メイ首相後の政局

メイ首相は、イギリスがEUを離脱するにあたり、自分が結んだEUとの合意を下院に提出し、その承認を求めた。しかし、採決を予定していた12月11日の前日、突然、採決を延期。保守党内の反対が強く、大差で否決されるのは間違いないと判断したためだ。そしてEUと再交渉するとしてEUの盟主ドイツやEU本部のブリュッセルを訪問し、トップと会談したが、合意の詳細の明確化などは検討できるとされたものの再交渉は断られた。

この結果、保守党では、メイ首相を退陣させる動きが再び強まり、メイ首相の保守党党首としての信任投票が行われる見込みだ。もちろん、保守党の党首でなくなれば、下院の支持が得られず、首相の地位は維持できない。保守党のルールでは、その所属下院議員の15%が党首の不信任投票を求めれば実施される。すなわち、315人のうち48人の要求があれば、そのような投票が行われることとなる。そしてその数はそろったとみられる。

その不信任投票で、もしメイ首相が過半数を獲得すれば、党首の地位を維持し、通常、首相としての地位を維持できることとなる。しかも、それから1年は再び党首不信任投票ができなくなる。メイ首相は、これまで不信任投票が行われても過半数を獲得すると見られていたため、この点が、不信任を要求する動きがそれほど大きくならなかった大きな原因だ。しかし、状況は大きく変化している。

もしメイ首相が今回の保守党の党首不信任投票で生き残っても、下院で首相不信任されるのはほぼ確実な情勢だ。野党最大の労働党は、それ以外の政党から首相不信任案を提出するよう求められている。労働党は情勢を見極めてとしてきたが、今では首相不信任案に保守党のかなりの下院議員も賛成する勢いだ。

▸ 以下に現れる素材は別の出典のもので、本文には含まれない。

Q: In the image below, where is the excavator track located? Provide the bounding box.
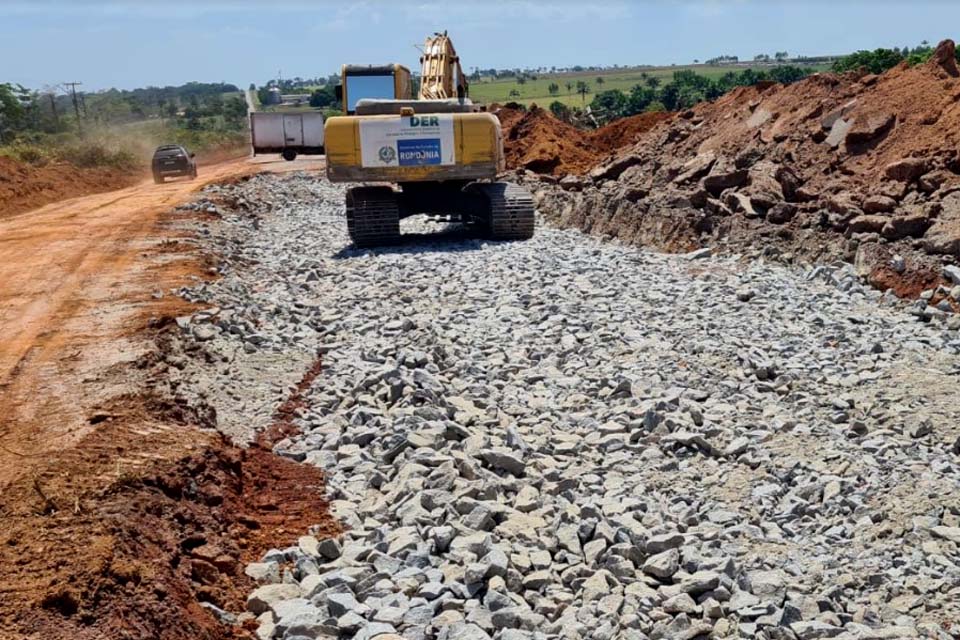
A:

2週間前、拙稿で、この可能性に言及したが、首相不信任可決後、2週間で次期首相が決まらなければ、解散となる。保守党は、このような状況で選挙は避けたい。そのため、3か月かかるといわれる、通常の党首選挙は行えない。そのため、保守党下院議員の総意で誰か一人を選ぶ必要がある。正規のルールでは、下院議員の中の投票で2人の候補者に絞り、どちらかを党員全体の投票で選ぶ仕組みだが、もし、下院議員間の話し合いで立候補者が一人しかいなければ、その時点で、次期党首が決まることとなる。

次期党首の座を狙う野心家は保守党内に多いが、誰か一人にしぼることができなければ、総選挙となり、しかも不透明感はさらに長期にわたることとなる。とりあえず、イギリスの2019年3月29日のEU離脱を延期することも不可能ではないが、それには、EU27か国の関連議会すべての承認が必要である。イギリスが自らEU離脱をキャンセルすることも欧州司法裁判所で許されたが、イギリス議会は現在のところ、そこまで踏み切ることはできないだろう。

結局、2週間前の拙稿で指摘したように、保守党が新党首を選び、北アイルランドの民主統一党の閣外協力を得て、首相に就任し、EUと再交渉するか、総選挙が実施されるかの二つに一つとなるのではないかと思われる。